The scapular waist is formed by the clavicles and scapulas.
The clavicle is long and narrow, articulating with the sternum and at the other end with the scapula, which is a flat, triangular bone articulated with the humerus (shoulder joint).
The upper limbs correspond to the arms, where there is the humerus, which is the longest bone in the arm. It articulates with the radius, which is the shortest and lateral, and also with the ulna, flat and very thin bone.The bones of the hand are 27, divided into carpus (8), metacarpal (5) and phalanges (14).
The pelvic girdle is formed by the hip bones, the iliac bones (consisting of the fused ilium, ischium and pubis) and are firmly attached to the sacrum.The union of the iliac bones, the sacrum and the coccyx form the pelvis, which in women is wider, less deep and with a larger cavity. It is this formation that allows the pelvis to open at the time of delivery for the baby to pass.

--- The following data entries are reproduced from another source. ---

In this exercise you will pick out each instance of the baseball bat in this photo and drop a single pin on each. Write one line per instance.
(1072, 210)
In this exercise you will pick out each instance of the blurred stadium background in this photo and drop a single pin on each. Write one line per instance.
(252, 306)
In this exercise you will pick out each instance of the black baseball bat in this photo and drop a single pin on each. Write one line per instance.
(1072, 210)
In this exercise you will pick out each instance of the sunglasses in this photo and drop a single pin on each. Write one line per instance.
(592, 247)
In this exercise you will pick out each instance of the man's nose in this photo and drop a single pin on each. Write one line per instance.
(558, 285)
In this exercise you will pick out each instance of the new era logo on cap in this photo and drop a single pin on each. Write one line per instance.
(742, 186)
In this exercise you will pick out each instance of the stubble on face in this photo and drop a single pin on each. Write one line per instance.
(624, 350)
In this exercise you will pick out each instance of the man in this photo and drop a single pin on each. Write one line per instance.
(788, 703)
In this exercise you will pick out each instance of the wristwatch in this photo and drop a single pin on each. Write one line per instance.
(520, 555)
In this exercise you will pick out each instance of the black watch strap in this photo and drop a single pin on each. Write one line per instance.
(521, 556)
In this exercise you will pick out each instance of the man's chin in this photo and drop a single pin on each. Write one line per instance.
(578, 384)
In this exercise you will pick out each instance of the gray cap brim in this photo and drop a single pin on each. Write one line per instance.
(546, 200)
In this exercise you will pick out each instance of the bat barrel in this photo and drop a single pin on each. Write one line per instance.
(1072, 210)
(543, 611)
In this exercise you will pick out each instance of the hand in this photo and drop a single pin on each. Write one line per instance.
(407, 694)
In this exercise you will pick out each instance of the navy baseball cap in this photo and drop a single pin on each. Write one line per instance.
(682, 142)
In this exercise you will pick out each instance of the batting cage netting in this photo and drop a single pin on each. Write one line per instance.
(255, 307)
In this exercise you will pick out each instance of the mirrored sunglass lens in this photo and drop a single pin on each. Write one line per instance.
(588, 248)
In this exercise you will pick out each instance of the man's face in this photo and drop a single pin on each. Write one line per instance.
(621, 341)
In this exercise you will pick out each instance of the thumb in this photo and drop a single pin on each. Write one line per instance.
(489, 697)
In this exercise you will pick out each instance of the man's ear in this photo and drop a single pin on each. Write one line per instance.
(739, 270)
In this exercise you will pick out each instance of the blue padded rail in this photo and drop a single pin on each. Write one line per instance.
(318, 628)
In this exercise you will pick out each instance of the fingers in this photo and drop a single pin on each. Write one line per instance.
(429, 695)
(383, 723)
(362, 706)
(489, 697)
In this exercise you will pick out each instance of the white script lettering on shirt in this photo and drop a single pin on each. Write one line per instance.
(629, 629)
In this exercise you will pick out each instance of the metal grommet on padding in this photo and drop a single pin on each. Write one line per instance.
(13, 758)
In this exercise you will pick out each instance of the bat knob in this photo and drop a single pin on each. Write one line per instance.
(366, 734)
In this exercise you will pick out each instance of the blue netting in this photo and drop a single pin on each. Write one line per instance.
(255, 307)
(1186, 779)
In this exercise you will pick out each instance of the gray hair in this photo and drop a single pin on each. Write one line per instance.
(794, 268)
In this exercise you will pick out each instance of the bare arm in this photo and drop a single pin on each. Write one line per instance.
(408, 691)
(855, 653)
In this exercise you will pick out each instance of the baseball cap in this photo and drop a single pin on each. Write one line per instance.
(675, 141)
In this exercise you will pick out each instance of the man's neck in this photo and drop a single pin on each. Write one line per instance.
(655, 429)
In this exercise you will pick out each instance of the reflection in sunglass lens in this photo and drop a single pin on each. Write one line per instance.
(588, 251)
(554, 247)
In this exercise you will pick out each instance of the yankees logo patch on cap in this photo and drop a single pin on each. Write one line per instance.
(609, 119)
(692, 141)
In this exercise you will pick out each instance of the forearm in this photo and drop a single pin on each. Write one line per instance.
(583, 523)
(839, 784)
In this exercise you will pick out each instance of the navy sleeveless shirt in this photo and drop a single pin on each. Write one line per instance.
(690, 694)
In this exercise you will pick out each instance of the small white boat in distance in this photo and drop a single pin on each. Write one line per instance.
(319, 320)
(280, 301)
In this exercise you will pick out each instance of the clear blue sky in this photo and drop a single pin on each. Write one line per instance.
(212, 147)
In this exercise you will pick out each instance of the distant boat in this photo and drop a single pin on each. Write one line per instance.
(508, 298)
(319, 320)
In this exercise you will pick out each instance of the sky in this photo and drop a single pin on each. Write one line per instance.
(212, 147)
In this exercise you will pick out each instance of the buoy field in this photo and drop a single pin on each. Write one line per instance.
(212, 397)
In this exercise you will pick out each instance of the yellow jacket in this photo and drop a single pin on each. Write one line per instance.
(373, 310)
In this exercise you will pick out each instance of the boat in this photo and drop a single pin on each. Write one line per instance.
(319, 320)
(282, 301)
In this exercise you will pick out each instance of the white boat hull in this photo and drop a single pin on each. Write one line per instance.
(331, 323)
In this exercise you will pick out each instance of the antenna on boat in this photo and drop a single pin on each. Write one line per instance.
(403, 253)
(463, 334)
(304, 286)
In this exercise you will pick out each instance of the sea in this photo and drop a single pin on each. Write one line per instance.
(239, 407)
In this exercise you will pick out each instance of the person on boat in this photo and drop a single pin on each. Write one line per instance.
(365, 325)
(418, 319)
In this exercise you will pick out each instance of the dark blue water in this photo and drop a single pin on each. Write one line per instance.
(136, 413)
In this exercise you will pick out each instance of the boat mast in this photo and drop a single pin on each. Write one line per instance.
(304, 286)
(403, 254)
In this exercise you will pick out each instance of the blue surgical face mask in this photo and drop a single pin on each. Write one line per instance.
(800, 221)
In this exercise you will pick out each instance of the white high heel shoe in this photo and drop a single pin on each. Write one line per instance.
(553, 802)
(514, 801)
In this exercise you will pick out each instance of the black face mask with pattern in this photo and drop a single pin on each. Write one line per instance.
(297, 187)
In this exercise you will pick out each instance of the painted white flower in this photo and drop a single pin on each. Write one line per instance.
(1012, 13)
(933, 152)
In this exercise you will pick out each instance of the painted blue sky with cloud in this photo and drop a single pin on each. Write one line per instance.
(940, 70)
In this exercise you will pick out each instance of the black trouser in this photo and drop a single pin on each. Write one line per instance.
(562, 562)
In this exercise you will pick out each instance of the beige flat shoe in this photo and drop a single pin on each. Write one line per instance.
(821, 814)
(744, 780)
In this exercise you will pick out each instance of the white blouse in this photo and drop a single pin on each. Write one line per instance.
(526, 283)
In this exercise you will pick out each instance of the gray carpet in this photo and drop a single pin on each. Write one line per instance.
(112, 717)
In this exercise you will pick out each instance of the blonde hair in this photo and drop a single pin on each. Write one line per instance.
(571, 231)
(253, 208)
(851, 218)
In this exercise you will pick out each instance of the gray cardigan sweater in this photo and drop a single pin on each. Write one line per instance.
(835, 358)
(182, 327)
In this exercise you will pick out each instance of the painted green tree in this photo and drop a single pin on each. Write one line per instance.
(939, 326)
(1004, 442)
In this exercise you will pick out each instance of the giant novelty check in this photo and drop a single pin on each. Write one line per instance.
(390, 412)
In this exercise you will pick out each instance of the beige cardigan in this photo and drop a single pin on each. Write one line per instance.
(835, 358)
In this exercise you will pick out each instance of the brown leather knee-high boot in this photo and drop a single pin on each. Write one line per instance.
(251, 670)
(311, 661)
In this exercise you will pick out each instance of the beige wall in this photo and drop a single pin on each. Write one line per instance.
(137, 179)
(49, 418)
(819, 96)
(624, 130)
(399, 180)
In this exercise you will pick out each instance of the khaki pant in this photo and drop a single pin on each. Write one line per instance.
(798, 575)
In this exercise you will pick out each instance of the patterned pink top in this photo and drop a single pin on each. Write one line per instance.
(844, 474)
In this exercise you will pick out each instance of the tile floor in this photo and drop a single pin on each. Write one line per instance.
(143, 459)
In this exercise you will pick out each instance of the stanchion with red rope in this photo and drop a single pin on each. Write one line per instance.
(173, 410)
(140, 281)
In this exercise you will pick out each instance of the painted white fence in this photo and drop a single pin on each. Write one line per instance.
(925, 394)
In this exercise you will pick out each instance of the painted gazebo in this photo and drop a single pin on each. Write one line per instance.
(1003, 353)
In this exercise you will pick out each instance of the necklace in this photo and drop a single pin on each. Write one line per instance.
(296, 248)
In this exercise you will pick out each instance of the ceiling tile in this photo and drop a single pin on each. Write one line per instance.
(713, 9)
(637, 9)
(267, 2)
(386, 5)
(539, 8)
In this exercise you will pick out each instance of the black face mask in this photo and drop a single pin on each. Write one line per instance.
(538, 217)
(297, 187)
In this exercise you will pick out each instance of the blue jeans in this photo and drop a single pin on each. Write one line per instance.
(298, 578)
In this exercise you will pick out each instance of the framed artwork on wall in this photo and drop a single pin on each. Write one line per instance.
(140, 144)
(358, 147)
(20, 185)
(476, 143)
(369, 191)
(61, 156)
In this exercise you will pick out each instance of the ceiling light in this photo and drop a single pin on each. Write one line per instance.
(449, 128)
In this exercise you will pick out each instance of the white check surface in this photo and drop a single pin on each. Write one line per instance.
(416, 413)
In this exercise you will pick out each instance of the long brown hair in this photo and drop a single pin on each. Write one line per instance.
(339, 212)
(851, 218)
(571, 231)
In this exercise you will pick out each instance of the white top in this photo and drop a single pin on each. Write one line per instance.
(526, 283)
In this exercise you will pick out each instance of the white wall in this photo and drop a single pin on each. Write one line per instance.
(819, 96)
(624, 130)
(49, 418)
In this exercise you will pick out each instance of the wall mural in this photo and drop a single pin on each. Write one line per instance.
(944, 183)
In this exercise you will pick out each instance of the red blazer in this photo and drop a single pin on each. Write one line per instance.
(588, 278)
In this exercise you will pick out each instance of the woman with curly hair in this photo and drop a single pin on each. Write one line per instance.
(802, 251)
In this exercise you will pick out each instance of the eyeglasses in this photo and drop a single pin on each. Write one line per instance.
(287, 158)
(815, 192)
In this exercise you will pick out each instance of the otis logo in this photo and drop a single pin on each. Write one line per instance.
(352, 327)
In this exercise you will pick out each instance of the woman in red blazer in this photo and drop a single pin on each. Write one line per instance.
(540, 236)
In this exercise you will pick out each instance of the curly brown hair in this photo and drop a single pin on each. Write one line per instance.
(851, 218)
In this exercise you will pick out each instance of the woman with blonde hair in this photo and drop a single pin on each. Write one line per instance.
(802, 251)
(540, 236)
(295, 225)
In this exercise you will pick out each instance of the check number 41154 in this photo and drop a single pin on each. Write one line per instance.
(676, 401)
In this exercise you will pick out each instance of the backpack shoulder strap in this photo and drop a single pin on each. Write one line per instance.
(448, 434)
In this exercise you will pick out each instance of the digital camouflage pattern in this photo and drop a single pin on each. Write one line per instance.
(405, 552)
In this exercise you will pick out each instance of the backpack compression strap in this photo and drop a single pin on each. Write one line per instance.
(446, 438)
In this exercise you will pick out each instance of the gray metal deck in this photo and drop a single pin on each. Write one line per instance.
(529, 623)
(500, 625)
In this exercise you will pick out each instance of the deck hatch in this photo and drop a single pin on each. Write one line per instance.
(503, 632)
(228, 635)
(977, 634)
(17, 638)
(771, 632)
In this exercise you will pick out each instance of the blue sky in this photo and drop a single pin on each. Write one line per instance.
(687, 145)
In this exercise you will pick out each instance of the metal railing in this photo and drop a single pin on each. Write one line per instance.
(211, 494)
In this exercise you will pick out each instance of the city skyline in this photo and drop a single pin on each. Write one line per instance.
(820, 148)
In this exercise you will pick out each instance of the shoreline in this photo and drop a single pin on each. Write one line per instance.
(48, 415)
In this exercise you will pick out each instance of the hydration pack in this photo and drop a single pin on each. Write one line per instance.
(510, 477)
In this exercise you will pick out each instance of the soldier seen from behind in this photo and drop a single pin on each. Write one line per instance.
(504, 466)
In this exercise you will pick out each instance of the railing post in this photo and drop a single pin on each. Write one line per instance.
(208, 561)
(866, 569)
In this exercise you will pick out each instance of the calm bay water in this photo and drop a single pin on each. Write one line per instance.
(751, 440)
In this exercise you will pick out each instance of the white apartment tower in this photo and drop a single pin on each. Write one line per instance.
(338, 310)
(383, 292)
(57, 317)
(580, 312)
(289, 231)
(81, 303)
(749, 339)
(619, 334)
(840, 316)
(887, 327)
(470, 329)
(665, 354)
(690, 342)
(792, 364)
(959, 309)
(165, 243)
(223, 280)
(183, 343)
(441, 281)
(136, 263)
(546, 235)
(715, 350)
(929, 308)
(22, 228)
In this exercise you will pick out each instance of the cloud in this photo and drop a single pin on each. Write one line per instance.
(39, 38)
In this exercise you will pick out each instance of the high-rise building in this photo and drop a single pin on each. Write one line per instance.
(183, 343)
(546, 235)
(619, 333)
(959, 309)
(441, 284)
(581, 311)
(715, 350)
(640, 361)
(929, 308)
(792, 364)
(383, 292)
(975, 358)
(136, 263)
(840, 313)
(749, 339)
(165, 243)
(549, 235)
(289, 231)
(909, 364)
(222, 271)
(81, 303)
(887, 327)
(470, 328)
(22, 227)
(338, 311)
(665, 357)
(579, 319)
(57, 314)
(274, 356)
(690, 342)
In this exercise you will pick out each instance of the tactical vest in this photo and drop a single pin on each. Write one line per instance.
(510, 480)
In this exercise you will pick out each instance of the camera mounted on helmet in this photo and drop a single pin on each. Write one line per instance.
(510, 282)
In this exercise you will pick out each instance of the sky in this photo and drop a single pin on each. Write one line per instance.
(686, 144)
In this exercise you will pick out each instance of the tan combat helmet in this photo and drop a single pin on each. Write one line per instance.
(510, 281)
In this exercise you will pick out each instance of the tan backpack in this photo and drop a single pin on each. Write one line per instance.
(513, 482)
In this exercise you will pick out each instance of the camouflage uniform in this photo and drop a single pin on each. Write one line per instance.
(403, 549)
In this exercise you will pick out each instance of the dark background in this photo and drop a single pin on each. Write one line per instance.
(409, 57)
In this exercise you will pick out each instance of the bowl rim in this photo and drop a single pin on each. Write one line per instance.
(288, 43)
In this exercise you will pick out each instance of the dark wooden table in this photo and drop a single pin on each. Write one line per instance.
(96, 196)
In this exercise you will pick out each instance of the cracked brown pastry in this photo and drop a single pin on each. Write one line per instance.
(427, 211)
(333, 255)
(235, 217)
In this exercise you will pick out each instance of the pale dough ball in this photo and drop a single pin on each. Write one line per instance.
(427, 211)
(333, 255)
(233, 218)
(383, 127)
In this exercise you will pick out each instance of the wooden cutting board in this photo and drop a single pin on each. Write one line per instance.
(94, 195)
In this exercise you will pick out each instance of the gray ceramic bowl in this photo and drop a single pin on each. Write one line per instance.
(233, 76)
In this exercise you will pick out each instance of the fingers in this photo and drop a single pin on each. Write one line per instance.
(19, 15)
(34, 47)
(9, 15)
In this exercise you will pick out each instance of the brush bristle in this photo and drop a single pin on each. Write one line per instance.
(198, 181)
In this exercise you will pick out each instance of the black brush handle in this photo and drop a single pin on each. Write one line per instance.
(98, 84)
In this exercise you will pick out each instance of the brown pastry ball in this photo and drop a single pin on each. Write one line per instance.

The bones of the lower limbs are responsible for supporting the body and movement. For that, they have to support the weight and maintain balance.
See the table below for the characteristics of the lower limb bones:
|Bones of the lower limb||Characteristics|
|Femur||It is the longest bone in the body. It has a rounded head to fit the pelvis.|
|Patella||It is a sesamoid bone, articulated with the femur.|
|Tibia||It supports almost all the weight in the lower part of the body.|
|Fibula||It is a weaker bone, connected with the tibia helps to move the foot.|
|Bones of the foot||The feet have 26 bones divided into: tarsi (7), metatarsals (5) and phalanges (14).|
Ossification and Bone Remodeling
The bone formation process starts around the first 6 weeks of life and ends at the beginning of adulthood. However, the bone continually undergoes a remodeling process, where part of the existing tissue is reabsorbed and new tissue is formed.